Ungeimpfte Wiener erhalten Brief mit Corona-Impftermin

Wien buchte Corona-Impftermine für alle Ungeimpften.
Wien buchte Corona-Impftermine für alle Ungeimpften. ©APA/GEORG HOCHMUTH
Alle Wiener, die noch nicht gegen das Coronavirus geimpft sind, werden in den kommenden Tagen einen Brief von der Stadt erhalten - inklusive bereits reserviertem Impftermin.

Das Schreiben besteht laut "Österreich" und "wien.orf.at" aus einer Einladung zum Impfen inklusive bereits reserviertem Termin. Außerdem beinhaltet der Brief eine Erklärung, warum die Impfung wichtig ist bzw. eine Aufklärung über die gängigsten Impfmythen. Das Schreiben wurden in Zusammenarbeit mit der Österreichischen Gesundheitskasse (ÖGK) verfasst.

Ungeimpfte Wiener erhalten Brief mit bereits reserviertem Impf-Termin

"Ihr persönlicher Termin für die COVID-Schutzimpfung ist da!", heißt es in dem Brief an die Ungeimpften. Für jede Adressatin bzw. jeden Adressaten des Anschreibens wurde ein Impftermin in der Impfstraße im Austria Center Vienna vereinbart. Für die erste Tranche ist dieser am 26. November. Wer den vorgeschlagenen Termin nicht wahrnehmen kann oder möchte, wird gebeten, den Termin zu stornieren bzw. zu verschieben.
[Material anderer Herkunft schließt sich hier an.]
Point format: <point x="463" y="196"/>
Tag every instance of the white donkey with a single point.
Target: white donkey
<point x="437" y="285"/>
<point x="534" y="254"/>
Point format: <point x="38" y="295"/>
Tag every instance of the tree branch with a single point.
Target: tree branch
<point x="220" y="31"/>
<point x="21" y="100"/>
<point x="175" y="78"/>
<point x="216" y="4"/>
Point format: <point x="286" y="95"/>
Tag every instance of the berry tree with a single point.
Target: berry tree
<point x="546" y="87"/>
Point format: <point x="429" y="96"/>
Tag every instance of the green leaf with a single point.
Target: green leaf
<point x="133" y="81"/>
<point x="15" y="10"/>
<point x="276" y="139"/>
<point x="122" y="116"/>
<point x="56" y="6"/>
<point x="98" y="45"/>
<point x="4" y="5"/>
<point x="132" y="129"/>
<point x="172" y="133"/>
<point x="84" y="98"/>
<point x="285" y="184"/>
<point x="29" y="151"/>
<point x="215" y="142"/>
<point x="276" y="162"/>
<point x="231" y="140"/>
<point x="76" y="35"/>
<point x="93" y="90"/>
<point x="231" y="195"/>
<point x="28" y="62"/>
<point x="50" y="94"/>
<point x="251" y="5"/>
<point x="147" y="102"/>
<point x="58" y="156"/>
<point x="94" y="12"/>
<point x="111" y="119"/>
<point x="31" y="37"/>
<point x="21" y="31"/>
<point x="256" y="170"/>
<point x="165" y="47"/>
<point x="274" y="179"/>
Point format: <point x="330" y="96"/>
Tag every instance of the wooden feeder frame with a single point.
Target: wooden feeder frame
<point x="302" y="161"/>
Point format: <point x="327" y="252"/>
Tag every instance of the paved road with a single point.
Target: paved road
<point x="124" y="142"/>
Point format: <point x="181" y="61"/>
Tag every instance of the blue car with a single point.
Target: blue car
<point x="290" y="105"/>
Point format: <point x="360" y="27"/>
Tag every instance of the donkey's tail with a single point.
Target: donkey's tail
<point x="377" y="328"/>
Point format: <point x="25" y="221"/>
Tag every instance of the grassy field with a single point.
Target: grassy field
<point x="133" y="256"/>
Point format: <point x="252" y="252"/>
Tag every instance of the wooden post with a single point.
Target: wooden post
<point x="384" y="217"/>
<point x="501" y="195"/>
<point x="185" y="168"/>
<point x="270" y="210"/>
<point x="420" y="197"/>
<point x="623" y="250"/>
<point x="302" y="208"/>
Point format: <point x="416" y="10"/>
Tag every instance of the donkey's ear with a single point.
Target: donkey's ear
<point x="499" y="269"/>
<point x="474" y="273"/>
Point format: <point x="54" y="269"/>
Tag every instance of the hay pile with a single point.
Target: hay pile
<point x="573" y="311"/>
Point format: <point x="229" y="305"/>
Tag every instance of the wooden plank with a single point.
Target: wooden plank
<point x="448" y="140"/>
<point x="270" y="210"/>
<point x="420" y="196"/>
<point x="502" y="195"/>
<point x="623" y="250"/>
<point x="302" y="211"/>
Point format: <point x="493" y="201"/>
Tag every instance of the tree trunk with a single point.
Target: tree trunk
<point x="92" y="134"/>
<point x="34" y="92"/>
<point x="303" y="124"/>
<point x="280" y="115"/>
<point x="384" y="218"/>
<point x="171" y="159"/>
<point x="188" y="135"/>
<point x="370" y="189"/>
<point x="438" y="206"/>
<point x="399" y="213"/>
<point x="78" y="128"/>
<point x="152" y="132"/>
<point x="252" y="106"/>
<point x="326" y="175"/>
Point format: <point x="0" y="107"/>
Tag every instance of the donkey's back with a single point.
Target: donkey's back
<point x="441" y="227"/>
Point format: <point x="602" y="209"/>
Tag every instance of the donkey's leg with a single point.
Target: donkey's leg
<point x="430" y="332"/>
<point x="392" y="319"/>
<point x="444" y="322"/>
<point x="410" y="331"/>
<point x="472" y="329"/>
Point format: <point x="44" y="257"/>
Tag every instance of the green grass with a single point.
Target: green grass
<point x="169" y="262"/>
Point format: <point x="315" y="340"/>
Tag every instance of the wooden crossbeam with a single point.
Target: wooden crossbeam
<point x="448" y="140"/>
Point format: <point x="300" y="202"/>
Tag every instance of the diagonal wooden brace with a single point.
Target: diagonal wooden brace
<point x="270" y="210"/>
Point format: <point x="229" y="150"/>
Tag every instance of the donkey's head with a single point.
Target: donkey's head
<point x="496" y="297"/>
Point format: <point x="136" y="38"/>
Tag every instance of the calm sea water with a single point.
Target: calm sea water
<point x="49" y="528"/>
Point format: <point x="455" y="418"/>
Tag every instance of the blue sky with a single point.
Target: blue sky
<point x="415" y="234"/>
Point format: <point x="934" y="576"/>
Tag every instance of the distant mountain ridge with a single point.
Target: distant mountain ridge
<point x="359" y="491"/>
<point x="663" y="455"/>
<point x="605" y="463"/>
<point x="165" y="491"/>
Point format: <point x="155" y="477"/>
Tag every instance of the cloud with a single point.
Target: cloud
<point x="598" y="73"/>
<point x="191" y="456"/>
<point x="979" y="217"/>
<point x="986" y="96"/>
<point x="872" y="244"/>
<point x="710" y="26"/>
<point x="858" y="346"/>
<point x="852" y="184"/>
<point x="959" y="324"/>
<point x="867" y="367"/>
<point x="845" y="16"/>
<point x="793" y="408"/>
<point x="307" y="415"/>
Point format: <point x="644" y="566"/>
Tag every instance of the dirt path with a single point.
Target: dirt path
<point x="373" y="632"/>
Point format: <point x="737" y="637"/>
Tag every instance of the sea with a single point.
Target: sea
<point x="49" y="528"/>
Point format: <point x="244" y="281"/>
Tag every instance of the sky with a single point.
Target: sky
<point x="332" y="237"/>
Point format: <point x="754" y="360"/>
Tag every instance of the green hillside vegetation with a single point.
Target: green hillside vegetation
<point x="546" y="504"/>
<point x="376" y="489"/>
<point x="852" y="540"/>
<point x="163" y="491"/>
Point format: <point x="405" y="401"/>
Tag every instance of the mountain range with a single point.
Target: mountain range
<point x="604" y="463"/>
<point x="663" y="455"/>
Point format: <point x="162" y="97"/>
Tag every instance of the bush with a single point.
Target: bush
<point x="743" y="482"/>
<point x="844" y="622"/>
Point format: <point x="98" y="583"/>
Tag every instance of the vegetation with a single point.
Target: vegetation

Abgesehen von den gesundheitlichen Aspekten der Schutzimpfung wurde in dem Brief auch prognostiziert: "Mit fortschreitender Dauer der Pandemie werden in ganz Österreich - zum Schutz aller - immer mehr Bereiche auf die 2G-Regel (Zutritt nur für vollständig geimpfte Personen oder Genesene) umgestellt werden."

Gespräche zu einem derartigen Anschreiben an Ungeimpfte mit bereits reserviertem Impftermin gebe es auch mit anderen Bundesländern, aber Wien ist das erste Bundesland, das den Brief auch versendet, sagte eine ÖGK-Sprecherin der APA. Ob andere folgen werden ist offen. Bereits beschlossen wurde jedoch ein Brief an die Ungeimpfte von der ÖGK. In diesem Brief sollen sie über ihr erhöhtes Risiko eines schweren Covid-19-Verlaufs bei einer Infektion informiert werden. Das Schreiben wird österreichweit an die betreffenden Personen adressiert.

Niederösterreich empört: "Und wir werden seit Monaten vertröstet"

Niederösterreichs Impfkoordinator Christof Constantin Chwojka teilte der APA mit, dass Niederösterreich "seit Monaten" die Möglichkeit eines derartigen Schreibens an Ungeimpfte einfordere: "Und wir werden seit Monaten von Gesundheitsministerium und ÖGK vertröstet. Weil angeblich die gesetzlichen Grundlagen fehlen. Jetzt wird plötzlich einem einzigen Bundesland ermöglicht, worauf alle Bundesländer seit Monaten warten." In einer der größten Gesundheitskrisen, die wir jemals hatten, "müssen alle an einem Strang ziehen", hielt Chwojka fest: "Ein gemeinsames Vorgehen in der Pandemiebekämpfung bedeutet Sicherheit für die Bevölkerung."